Von Holger Teschke | 06.05.2012
    Henry David Thoreau in einer zeitgenössischen Aufnahme
    Henry David Thoreau in einer zeitgenössischen Aufnahme (picture alliance / dpa)
    "Ich möchte bald fortgehen und an einem See leben, wo ich nur den Wind im Schilf flüstern höre. Meine Freunde fragen, was ich dort tun werde? Habe ich nicht genug zu tun, wenn ich den Wechsel der Jahreszeiten beobachte?"

    Diesen Wunsch vertraute Henry David Thoreau Weihnachten 1841 seinem Tagebuch an und erfüllte ihn sich vier Jahre später, am 4. Juli 1845, zum amerikanischen Unabhängigkeitstag.

    Der erste große Aussteiger der Vereinigten Staaten wurde 1817 in Concord, Massachusetts geboren. Er verbrachte den größten Teil seines Lebens in dieser idyllischen Kleinstadt, die als das "Weimar Amerikas" in die Geistesgeschichte Neuenglands einging. Neben seinem Lehrer, dem Philosophen Ralph Waldo Emerson, lebten hier der Schriftsteller Nathaniel Hawthorne und die Journalistin Margaret Fuller. Thoreau studierte an der Harvard University und arbeitete als Lehrer und Landvermesser in Concord, bis er sich 1845 mitten im Wald eine Blockhütte baute. Hier schrieb er das Buch, das zu einer der einflussreichsten amerikanischen Schriften des neunzehnten Jahrhunderts werden sollte.

    "Als ich folgende Seiten schrieb, wohnte ich eine Meile weit von meinem nächsten Nachbarn am Ufer des Walden-Sees allein im Wald und verdiente meinen Lebensunterhalt mit meiner Hände Arbeit. Ich wollte ungebunden sein und den wesentlichen Dingen des Lebens gegenübertreten, damit ich nicht in meiner Todesstunde erkennen müsste, dass ich nie gelebt habe."

    Thoreaus Bericht von einer Lebensweise jenseits der Gesetze und der alles beherrschenden Ökonomie machte nicht nur auf seine Zeitgenossen Eindruck. Auch Mahatma Gandhi und Martin Luther King nutzten seine Schriften für ihre Protestbewegungen. Doch Thoreaus Versuch, mit "Walden" eine Alternative zu der durch Konsum und Gewalt geprägten Gesellschaft der Vereinigten Staaten aufzuzeigen, stieß nicht überall auf Sympathie. Schließlich rüttelte sein Buch an den Grundfesten einer kapitalistischen Wachstumsideologie, die ihren Bürgern bis heute als alternativlos dargestellt wird.

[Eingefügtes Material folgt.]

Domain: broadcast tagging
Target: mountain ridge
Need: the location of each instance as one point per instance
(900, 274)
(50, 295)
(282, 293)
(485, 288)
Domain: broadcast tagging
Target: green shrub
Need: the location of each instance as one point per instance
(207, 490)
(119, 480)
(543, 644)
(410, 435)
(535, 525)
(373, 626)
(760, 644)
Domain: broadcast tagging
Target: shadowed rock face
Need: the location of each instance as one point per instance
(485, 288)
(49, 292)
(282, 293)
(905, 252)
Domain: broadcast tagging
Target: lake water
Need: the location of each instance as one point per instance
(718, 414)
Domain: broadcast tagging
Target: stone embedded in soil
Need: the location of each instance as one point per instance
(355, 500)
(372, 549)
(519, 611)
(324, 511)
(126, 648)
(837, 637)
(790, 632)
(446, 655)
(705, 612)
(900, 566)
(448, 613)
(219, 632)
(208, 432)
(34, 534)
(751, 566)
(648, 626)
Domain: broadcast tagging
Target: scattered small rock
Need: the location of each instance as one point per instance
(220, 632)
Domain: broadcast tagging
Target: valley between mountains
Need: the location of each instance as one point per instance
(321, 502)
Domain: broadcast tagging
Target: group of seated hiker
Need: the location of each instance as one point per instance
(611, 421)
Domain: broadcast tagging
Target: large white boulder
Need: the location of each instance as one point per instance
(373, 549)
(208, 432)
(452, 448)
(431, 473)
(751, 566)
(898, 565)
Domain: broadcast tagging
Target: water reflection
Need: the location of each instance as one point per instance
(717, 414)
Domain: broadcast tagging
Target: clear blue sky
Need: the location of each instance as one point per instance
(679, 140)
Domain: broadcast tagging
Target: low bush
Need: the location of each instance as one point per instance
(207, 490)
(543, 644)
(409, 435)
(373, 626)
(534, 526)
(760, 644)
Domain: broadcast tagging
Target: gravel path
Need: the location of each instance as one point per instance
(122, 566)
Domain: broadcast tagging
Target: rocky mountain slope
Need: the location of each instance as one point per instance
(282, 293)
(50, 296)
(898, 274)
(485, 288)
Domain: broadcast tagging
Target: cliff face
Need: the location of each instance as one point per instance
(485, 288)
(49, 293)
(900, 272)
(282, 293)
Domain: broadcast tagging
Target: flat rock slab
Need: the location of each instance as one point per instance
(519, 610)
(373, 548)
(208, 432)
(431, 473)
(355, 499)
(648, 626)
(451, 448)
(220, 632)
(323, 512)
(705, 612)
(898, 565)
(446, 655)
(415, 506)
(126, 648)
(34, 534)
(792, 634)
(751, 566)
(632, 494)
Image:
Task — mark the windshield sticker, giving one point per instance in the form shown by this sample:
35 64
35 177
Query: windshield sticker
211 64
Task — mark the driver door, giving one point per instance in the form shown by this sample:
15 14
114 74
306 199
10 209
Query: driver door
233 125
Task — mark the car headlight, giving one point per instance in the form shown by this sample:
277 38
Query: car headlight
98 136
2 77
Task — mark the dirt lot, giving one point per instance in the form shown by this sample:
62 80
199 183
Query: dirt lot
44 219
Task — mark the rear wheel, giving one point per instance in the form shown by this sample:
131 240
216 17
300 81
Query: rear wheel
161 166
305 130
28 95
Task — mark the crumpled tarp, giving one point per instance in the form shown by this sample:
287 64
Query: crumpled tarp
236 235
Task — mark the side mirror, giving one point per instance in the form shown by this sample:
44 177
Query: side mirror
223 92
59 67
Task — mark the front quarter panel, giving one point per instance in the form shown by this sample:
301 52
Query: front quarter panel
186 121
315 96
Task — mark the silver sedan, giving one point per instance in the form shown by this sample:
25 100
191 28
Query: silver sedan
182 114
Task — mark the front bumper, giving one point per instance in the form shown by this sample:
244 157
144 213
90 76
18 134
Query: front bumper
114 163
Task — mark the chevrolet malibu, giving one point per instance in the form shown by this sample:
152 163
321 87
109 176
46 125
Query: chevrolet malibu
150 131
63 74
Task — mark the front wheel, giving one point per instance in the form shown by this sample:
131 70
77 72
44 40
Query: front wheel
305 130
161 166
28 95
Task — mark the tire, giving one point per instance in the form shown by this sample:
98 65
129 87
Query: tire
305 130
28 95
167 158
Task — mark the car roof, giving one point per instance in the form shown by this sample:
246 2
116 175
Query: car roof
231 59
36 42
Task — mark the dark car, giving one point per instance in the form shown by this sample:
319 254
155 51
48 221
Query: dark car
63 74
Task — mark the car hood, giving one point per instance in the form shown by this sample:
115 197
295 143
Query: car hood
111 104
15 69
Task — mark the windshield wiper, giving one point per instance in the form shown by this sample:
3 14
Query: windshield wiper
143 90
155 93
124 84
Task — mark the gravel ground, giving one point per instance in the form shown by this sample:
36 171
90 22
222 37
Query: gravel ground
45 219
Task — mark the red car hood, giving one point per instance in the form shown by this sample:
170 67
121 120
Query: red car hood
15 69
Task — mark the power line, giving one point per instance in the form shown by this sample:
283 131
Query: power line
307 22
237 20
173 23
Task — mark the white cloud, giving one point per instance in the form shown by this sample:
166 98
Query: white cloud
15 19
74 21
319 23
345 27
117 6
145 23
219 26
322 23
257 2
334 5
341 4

    "Die meisten Luxusgüter und viele der sogenannten Bedürfnisse des täglichen Lebens sind nicht nur entbehrlich, sondern sogar Hindernisse für die Entwicklung des Menschen. Ein Mensch ist so reich wie die Anzahl der Dinge, auf die er verzichten kann."

    Als Thoreau im Juli 1846 nach Concord zurückkehrte, wurde er wegen Nichtentrichtung einer Wahlsteuer für eine Nacht ins Gefängnis gesteckt. Dieser Akt staatlicher Willkür empörte ihn so sehr, dass er zwei Jahre später seine Schrift "Über die Pflicht zum Ungehorsam gegen den Staat" veröffentlichte, in der er die Rechte des Einzelnen auf zivilen Ungehorsam und gewaltfreien Widerstand einklagt.

    "Ist die Demokratie, wie wir sie kennen, wirklich die letztmögliche Verbesserung im Regieren? Ist es nicht möglich, einen Schritt weiterzugehen bei der Anerkennung der Menschenrechte? Ich mache mir das Vergnügen, mir einen Staat vorzustellen, der zu allen Menschen gerecht sein kann und das Individuum als Nachbarn behandelt."

    Von neoliberalen Marktwirtschaftlern bis zur Occupy-Bewegung berufen sich heute gesellschaftliche Kräfte auf diese Forderung nach den Rechten des Individuums gegenüber den Machtansprüchen der Staats- und Wirtschaftsapparate. Ab 1850 engagierte sich Thoreau für die "Underground Railroad", auf der entflohene Sklaven aus dem amerikanischen Süden über die kanadische Grenze entkamen. Er solidarisierte sich mit dem Sklavenbefreier Captain John Brown und schrieb nach dessen Hinrichtung im Jahr 1859 eine flammende Verteidigungsschrift. Zwei Jahre später begann der amerikanische Bürgerkrieg, dessen blutiges Ende Thoreau nicht mehr erleben sollte. Er hinterließ 39 Tagebuchbände, die heute als sein eigentliches Hauptwerk gelten. Trotz aller Widerstände und Rückschläge verlor er bis zu seinem Tod am 6. Mai 1862 nicht den Glauben an das Menschenrecht auf Freiheit und Gleichheit, das er in der Natur schon vorweggenommen sah.

    "Die Natur arbeitet langsam, aber sicher. Sie ist wie die Schildkröte, die das Rennen durch Beharrlichkeit gewinnt. Sie weiß, dass ihre Samen noch anderen Zwecken dienen als nur der Erhaltung der Art."